What you might not know:
Despite his preternaturally good looks seeming perfect for romcom fare, Eckhart has only made two: No Reservations, where he plays a charming chef who woos Catherine Zeta Jones, and the weak Love Happens, with Jennifer Aniston. His parents are Mormons and Eckhart has been straight-edge for several years: no smoking or drinking. He is unmarried with no kids because according to him (and we can take this with a trough-ful of salt), he is: ‘not easy to get along with, and a bit of a loner.’
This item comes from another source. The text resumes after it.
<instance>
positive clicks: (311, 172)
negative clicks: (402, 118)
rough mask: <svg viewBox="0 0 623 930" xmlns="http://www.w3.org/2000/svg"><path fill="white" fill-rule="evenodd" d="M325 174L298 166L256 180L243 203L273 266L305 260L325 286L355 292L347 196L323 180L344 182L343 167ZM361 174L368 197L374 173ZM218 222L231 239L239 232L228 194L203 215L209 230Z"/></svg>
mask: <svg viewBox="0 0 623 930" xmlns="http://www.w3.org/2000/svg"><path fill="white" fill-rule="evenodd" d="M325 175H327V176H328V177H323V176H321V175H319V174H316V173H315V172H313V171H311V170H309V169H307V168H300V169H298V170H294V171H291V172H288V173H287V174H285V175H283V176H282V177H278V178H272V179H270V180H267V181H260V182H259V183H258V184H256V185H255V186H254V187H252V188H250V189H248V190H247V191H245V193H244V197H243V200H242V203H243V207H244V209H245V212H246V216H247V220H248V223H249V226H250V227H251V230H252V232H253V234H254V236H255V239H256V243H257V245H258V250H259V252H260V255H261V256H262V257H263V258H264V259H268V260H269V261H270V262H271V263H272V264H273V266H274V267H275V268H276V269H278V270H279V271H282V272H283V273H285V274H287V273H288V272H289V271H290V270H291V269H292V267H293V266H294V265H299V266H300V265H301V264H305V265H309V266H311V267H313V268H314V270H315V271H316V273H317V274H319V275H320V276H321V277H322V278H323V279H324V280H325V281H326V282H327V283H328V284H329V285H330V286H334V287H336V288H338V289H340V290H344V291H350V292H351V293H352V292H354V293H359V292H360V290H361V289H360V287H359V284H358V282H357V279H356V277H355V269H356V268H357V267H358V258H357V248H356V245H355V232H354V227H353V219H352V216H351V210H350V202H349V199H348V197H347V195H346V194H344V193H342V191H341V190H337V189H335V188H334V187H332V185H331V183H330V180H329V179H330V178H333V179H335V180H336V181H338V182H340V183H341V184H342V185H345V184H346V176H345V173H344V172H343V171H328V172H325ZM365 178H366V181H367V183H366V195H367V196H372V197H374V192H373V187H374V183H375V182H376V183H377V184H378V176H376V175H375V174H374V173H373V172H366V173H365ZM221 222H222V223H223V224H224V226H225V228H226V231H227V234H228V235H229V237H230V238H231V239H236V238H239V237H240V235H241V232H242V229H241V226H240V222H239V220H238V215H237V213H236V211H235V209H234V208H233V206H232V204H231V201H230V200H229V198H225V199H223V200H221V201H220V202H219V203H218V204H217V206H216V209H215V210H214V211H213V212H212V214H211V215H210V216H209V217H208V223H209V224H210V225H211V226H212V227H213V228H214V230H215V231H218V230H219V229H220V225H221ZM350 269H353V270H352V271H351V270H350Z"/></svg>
In interviews Eckhart comes across as quietly introspective, and a continual malcontent; there is great cognitive dissonance between his chiselled, all-American countenance and actual brooding character. In nearly all magazine articles he expresses unhappiness at his career path, feeling like he should’ve pushed himself into Hollywood more. We say that despite the lack of schmoozing, Eckhart is one of the finest actors in Hollywood today.
Aaron Eckhart quote:
“I’d like a harem of dogs, wiener dogs all the way up to great danes.”
“Married couples don’t talk to each other at dinner. They answer questions with their backs to each other. They don’t open doors for each other”
What to say at a dinner party:
“I’d like to see his growth as an actor in another collaboration with Neil LaBute. ”
What not to say at a dinner party:
“I bet he could break a granite counter top with his jaw.”
He seems to like dogs a whole lot. Also, Rabbit Hole is out soon, so if you like emotional goings on with a freshly-botoxed Nicole Kidman, go and see it. That’s not much of a sell, but this should be: Kidman has just been nominated for a best actress Oscar for her role. Aaron Eckhart remains, sadly, overlooked.